Distribution shift in machine learning refers to the general problem where a model is evaluated on test data drawn from a different distribution than the training data distribution. In real world applications, distribution shift is oftentimes not the exception, but the norm: for example, the data distribution may change over time, the model may be tested in new and unforeseen circumstances, or distribution shift may even be a consequence of the problem definition itself. In order to realize the full potential of machine learning, therefore, effective solutions must be developed to deal with distribution shift problems.
In this thesis, we first review the many ways that distribution shift arises in machine learning settings, using several examples to ground the problem while demonstrating the ubiquity with which the problem occurs. The first few of these examples come from control and reinforcement learning, and for these examples, distribution shift is baked in to the problem formulation itself. As the shifts are easily characterized and peripheral to the main goal, handcrafted techniques can be brought to bear to handle these cases. The subsequent examples illustrate ways in which shift creeps into real world supervised learning problems, which motivates the study and development of general purpose learning paradigms that can be used to tackle these and future examples.

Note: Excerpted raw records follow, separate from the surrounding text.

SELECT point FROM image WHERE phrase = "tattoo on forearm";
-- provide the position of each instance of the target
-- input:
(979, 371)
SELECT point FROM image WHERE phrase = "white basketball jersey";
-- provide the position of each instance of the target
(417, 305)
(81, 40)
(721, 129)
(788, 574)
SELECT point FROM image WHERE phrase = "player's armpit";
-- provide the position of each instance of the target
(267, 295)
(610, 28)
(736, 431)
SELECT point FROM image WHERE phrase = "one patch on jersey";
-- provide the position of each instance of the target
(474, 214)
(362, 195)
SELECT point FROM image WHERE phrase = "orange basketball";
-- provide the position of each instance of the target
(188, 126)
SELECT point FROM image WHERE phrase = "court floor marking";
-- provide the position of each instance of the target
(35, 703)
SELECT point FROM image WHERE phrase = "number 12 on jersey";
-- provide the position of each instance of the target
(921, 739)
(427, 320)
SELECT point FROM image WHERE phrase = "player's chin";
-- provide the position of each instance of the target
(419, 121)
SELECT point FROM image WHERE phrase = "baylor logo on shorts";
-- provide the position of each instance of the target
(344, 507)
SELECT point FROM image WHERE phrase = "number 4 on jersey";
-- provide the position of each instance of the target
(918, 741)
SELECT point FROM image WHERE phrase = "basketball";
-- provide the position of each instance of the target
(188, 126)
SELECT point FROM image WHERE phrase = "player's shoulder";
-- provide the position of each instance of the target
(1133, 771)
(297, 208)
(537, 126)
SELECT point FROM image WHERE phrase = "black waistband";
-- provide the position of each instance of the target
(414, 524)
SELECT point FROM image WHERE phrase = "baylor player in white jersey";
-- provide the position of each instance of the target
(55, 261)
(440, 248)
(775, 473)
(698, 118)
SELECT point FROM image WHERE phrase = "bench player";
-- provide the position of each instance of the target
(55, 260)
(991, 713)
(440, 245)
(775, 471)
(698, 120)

The paradigms we focus on in this thesis revolve around the concept of adaptation: leveraging the information available at test time in order to change the model to better handle the test data. We ask an open-ended question: how can and should a model adapt when faced with distribution shift? Our first proposal for answering this question is the paradigm of adaptive risk minimization: when provided examples at training time of what different shifts are likely to occur, the model should learn to adapt to these training shifts, thus better preparing itself for similar instances of test shift. We formalize and instantiate methods for this paradigm through the toolkit of meta-learning, demonstrating that these methods are competitive with, and oftentimes superior to, prior approaches for handling distribution shift. Our second proposal for answering the above question lies at the other end of the spectrum: even without access to the training procedure or multiple test points, the model can still rely on inductive biases relayed by data augmentations in order to adapt. This leads to the method of marginal entropy minimization with one test point, a broadly applicable "slot-in replacement" for standard inference that proves to be effective for a wide range of commonly used models on a number of challenging distribution shift benchmarks.